Usar a imagem de adolescente,
mesmo captada em local público, em matéria televisiva que trata de caso de
pedofilia extrapola o direito à informação de emissora de televisiva. Este foi
o entendimento da Quinta Câmara de Direito Civil do Tribunal de Justiça para,
por unanimidade de votos, confirmar sentença de primeiro grau que havia
condenado a empresa ao pagamento de R$ 15 mil a título de indenização por danos
morais.
De acordo com os autos, o
adolescente foi filmado em uma festa da igreja que frequentava ao lado do
pároco. Posteriormente, estas mesmas imagens foram utilizadas para ilustrar
reportagem sobre as acusações de pedofilia que recaíam sobre o religioso.
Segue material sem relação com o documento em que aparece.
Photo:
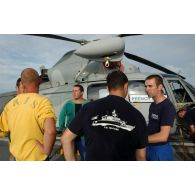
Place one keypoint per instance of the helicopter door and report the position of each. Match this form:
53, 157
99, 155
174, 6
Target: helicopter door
180, 94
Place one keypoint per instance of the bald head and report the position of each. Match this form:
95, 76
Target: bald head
30, 79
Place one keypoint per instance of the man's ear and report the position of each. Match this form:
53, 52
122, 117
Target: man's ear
126, 87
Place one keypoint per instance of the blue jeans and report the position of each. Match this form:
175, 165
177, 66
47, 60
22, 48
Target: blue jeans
159, 153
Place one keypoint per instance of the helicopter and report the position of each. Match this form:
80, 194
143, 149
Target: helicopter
91, 62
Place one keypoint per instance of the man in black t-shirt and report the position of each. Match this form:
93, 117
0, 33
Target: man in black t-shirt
113, 128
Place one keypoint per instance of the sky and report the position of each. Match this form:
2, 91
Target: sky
17, 51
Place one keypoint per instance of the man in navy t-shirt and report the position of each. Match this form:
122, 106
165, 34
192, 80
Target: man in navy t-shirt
161, 118
113, 128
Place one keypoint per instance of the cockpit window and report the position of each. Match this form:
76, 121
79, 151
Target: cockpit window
137, 92
179, 92
190, 87
96, 91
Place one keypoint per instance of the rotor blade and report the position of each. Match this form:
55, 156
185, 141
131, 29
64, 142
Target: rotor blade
82, 42
149, 63
126, 35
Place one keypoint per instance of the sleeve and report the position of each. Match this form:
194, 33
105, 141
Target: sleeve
168, 115
45, 110
4, 123
142, 132
76, 126
62, 117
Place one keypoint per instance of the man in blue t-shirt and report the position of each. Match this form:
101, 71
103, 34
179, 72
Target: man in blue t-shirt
161, 118
112, 127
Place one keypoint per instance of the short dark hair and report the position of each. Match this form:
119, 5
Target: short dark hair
80, 87
116, 80
158, 79
18, 82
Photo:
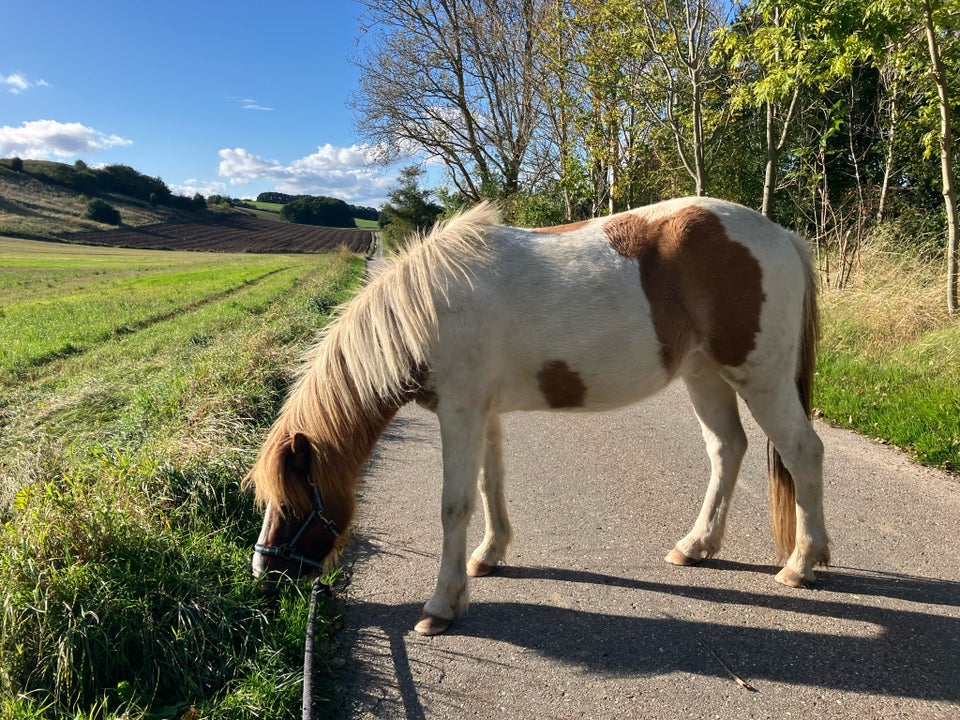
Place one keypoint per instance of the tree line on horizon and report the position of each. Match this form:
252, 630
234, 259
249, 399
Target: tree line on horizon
318, 209
110, 179
833, 118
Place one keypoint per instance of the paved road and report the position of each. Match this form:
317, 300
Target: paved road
587, 621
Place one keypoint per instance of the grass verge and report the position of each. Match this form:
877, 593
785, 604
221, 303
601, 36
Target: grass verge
889, 361
124, 586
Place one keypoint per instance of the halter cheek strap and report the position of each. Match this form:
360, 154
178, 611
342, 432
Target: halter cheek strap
288, 551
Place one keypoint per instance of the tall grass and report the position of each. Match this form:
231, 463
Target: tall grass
125, 588
889, 363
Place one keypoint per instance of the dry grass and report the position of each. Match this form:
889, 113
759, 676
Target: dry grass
34, 209
894, 298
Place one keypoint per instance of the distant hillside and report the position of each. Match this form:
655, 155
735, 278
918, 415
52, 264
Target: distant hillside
46, 200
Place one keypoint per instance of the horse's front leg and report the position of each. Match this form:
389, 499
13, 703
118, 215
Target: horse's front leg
497, 533
461, 433
716, 406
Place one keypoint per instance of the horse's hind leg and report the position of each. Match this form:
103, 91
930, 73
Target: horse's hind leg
497, 534
715, 403
781, 416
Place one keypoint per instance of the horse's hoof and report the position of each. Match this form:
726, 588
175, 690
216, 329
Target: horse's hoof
676, 557
475, 568
430, 625
791, 578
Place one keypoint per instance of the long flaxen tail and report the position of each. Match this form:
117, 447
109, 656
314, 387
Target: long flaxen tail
780, 486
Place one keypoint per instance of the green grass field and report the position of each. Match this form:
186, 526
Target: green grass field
135, 388
889, 360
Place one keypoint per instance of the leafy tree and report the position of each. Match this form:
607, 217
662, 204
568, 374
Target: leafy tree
310, 210
408, 209
102, 212
275, 197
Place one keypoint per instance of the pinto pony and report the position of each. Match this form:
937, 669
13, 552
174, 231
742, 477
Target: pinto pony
477, 319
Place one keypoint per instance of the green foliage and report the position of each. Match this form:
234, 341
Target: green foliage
276, 197
101, 211
408, 209
309, 210
892, 369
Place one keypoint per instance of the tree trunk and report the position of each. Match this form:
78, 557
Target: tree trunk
946, 157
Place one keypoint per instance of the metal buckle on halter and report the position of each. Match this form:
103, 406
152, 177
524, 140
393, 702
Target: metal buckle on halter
287, 551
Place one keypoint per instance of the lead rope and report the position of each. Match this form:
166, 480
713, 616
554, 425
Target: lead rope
307, 702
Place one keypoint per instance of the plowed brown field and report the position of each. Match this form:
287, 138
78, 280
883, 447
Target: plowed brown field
232, 233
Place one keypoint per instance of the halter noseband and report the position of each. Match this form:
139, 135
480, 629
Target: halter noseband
288, 551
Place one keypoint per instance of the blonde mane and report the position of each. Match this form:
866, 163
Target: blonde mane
366, 361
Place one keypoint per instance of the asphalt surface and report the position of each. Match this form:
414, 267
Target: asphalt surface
587, 621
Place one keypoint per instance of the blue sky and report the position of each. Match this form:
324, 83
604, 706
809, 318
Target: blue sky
214, 97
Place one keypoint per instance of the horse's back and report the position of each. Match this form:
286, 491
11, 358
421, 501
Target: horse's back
603, 313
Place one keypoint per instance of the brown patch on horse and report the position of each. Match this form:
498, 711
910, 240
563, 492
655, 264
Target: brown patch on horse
703, 287
561, 387
557, 229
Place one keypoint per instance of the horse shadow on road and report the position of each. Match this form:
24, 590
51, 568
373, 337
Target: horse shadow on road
911, 654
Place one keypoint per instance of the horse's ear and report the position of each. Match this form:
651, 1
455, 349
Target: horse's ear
299, 453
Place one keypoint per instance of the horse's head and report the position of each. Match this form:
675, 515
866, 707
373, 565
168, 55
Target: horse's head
302, 525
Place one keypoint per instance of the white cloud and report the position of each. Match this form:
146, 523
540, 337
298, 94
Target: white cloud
348, 173
41, 139
189, 188
250, 104
18, 82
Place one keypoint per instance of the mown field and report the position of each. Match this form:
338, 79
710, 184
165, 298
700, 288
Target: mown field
232, 233
135, 387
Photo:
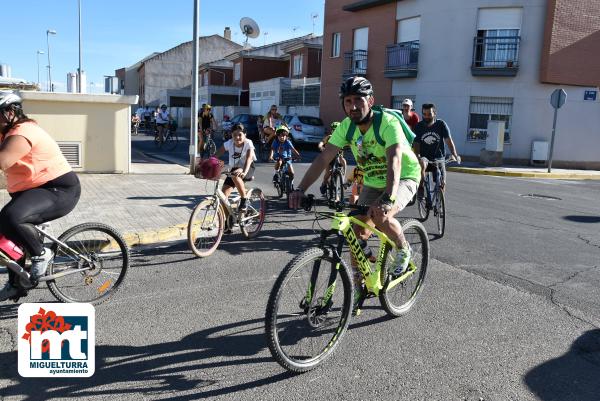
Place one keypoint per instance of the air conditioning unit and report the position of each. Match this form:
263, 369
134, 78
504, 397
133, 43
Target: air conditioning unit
539, 153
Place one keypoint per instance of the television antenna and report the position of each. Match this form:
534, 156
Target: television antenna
249, 28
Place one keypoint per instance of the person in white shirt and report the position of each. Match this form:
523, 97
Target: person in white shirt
241, 162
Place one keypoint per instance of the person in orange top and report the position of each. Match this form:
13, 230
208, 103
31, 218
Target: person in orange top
40, 182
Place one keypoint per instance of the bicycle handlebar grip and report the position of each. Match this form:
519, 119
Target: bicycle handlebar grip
307, 202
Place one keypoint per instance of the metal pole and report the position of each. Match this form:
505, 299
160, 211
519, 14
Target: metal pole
194, 120
552, 142
80, 89
49, 67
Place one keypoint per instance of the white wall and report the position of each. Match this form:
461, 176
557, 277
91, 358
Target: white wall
444, 78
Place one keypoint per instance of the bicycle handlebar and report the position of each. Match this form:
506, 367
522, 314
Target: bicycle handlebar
309, 201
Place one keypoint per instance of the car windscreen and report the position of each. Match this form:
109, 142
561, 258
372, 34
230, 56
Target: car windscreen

O rapaz, que à época era menor de
idade, foi reconhecido na cidade onde ocorreram os fatos, na região do Vale do
Itajaí, e passou a ser alvo de chacotas e insinuações em sua comunidade.
Abalado, ingressou, por meio de seus representantes legais, com uma ação de
indenização.
No processo a emissora alegou que
a indenização era indevida, pois as imagens foram captadas em local público,
portanto independiam de autorização, a exibição foi rápida e não fazia menção
ao nome do jovem.
Os magistrados, contudo, não
concordaram com os argumentos. Em seu voto o relator Jairo Fernandes Gonçalves
registrou:
“A Constituição da República, em
seu artigo 5º, incisos IV e IX, fixa a liberdade de imprensa, integrante do
direito de liberdade de expressão, como direito fundamental a ser protegido e
tutelado pelo Estado brasileiro. Por isso mesmo, reprime qualquer tipo de
censura, entendida como a ação estatal prévia centrada sobre o conteúdo de uma
mensagem a ser veiculada. Apesar da ampla liberdade de que gozam jornalistas e
meios de comunicação no exercício das atividades informativas, a Carta
Constitucional prevê, por outro lado, limites nessa atuação, os quais, uma vez
ultrapassados, ensejam a responsabilização do comunicador, entre eles está o
respeito à honra de terceiros”.
Prosseguiu: “Analisando a
reportagem percebe-se que as demais imagens apresentadas mostravam-se
suficientes para expor ao público a figura do pároco, cumprindo a intenção de
informar, revelando-se totalmente desnecessária a utilização da cena que traz a
imagem do autor (…) Apesar da cena ser rápida e não fazer menção ao nome do
autor, a face do ofendido, que sequer havia completado a maioridade civil à
época dos fatos, é nitidamente identificável. Neste ponto, destaca-se que as
testemunhas confirmaram o reconhecimento imediato de J. C. R. nas imagens, bem
como os comentários maldosos que iniciaram após a transmissão televisiva”.
Participaram do julgamento, além
do relator, os desembargadores Luiz Cézar Medeiros (presidente) e a
desembargadora Cláudia Lambert de Faria.